Frequently Asked Questions

I’m not sure whether I’m permitted to perform outside consulting under my employment agreement. What should I do?

You should confer with your employer to confirm that you are permitted to consult through Guidepoint. You are solely responsible for determining whether you are permitted to consult given your employment circumstances.

What should I do if I’m invited for a consultation that directly concerns my employer?

You should decline the invitation, notify Guidepoint of the reason,and update your biographical information if necessary to ensure our records are accurate and up to date. Guidepoint’s Terms & Conditions categorically prohibit Advisors from consulting about their employers.

If I’m asked about a company for whom I consulted or a clinical trial upon which I worked, may I discuss it?

You should carefully review your continuing obligations to any companies for whom you have consulted or clinical trials upon which you have worked. Companies and clinical trials will sometimes put confidentiality restrictions in their consulting agreements that prohibit consultants from disclosing or discussing certain information for a period beyond the termination of the relationship. Under no circumstances should you discuss non-public clinical trial data or patient experience information. Likewise, if you are a Data Safety Monitoring Board or Clinical Trial Steering Committee member, you must decline any consultation concerning current clinical trials. If you are not confident that you are permitted to undertake a particular consultation, you should decline.

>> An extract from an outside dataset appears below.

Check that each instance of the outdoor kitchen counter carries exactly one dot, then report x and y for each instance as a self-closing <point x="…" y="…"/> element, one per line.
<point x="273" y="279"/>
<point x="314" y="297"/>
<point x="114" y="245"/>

If I’m asked about customers or suppliers of the company I work for, can I discuss them?

It depends on the circumstances.  As a general matter, you may speak about a company that is a customer or supplier of your employer, provided that you and your company have no confidentiality agreement with that customer or supplier and you do not disclose any information given to your company in confidence.  However, you may not discuss your employer or confidential information concerning its relationship with the customer or supplier, such as your employer’s purchases from a supplier or orders from a customer.  To be safe, if you are unsure whether information is confidential or otherwise restricted, you may not disclose it.

May I discuss the details of my Client consultations and surveys with others?

No. Your consultations with Guidepoint Clients – and any information you receive in connection with a consultation or an invitation to consult – are strictly confidential. You may not disclose a Client’s identity, the subjects discussed or any information or materials provided to you by a Client. Likewise, you should not share information concerning any surveys that you are provided by Guidepoint.

If I’m asked a question that would require me to reveal material non-public or otherwise confidential information, how should I respond?

You should explain that you cannot answer the question because it would cause you to reveal confidential information. If you are uncomfortable continuing with the consultation, you may end it and invoice Guidepoint for the consultation. If you feel that a Client was knowingly seeking to solicit material non-public or confidential information from you, you should notify Guidepoint Compliance ( immediately.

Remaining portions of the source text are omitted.